What the Buddha Never Taught: A Rock Opera - Dundurn

What the Buddha Never Taught: A Rock Opera

2500 years in the making, What the Buddha Never Taught: A Rock Opera is a musical comedy loosely based on the cult-classic account of life in a Thai Buddhist monastery by Tim Ward. The play follows the misadventures of Tim—a young Canadian on a spiritual quest—together with other Westerners who put on the robes of another culture and seek to follow the ways of the Buddha. This light-hearted romp along the Buddhist path takes a dramatic turn when an illicit romance leads Tim to evidence of a hidden crime that could upend the entire monastery!

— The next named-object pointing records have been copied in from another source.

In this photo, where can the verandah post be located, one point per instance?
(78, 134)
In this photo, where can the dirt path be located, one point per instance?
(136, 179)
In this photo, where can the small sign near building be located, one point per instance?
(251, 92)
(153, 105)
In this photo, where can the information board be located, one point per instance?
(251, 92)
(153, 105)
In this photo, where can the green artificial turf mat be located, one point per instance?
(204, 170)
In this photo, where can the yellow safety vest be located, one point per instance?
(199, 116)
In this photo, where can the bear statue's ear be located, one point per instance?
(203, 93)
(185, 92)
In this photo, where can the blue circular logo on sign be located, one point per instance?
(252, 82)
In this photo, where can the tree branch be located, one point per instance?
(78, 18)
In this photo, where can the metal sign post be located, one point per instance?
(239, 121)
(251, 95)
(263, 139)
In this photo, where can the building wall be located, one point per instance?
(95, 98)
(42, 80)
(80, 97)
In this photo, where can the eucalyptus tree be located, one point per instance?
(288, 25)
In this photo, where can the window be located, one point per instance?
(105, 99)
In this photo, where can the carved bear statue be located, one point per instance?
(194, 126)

Join us for an evening of fun, dance, and some serious rock-'n’-roll — and perhaps a dollop of enlightenment as well. Could this be the Buddhist response to The Book of Mormon? Lights, Action, Karma!

The show will be performed at the Jericho Arts Center in Vancouver from June 10-July 10, 2022, with online steaming tickets available worldwide.


What the Buddha Never Taught by Tim Ward 

There is a place in the jungles of northeastern Thailand where Westerners can live according to the monastic rules laid down over 2,500 years ago by the Buddha. Author and journalist Tim Ward sought enlightenment and spent a season in this unique Buddhist monastery-one of the strictest in Southeast Asia. His affectionate "behind the robes" book about the rigors and foibles of monastic life at Wat Pah Nanchat has become a modern Buddhist classic.

How does a monk handle coming face to face with a cobra coiled behind a toilet door? Can Mr. Chicago - a former real estate tycoon - really find liberation in a 10" X 10" wooden hut? How does a would-be-monk manage to meditate with the incessant clouds of mosquitoes hovering overhead, when the precepts prohibit killing all sentient beings? And how do Tim and the others react when Thai villagers put a Mars Bar in their begging bowls?

By turns humorous, iconoclastic and inspiring, What the Buddha Never Taught was a best seller in Canada, a Book of the month selection in the US, and has been translated into five languages, and used as a university text for classes in Asian and Religious studies.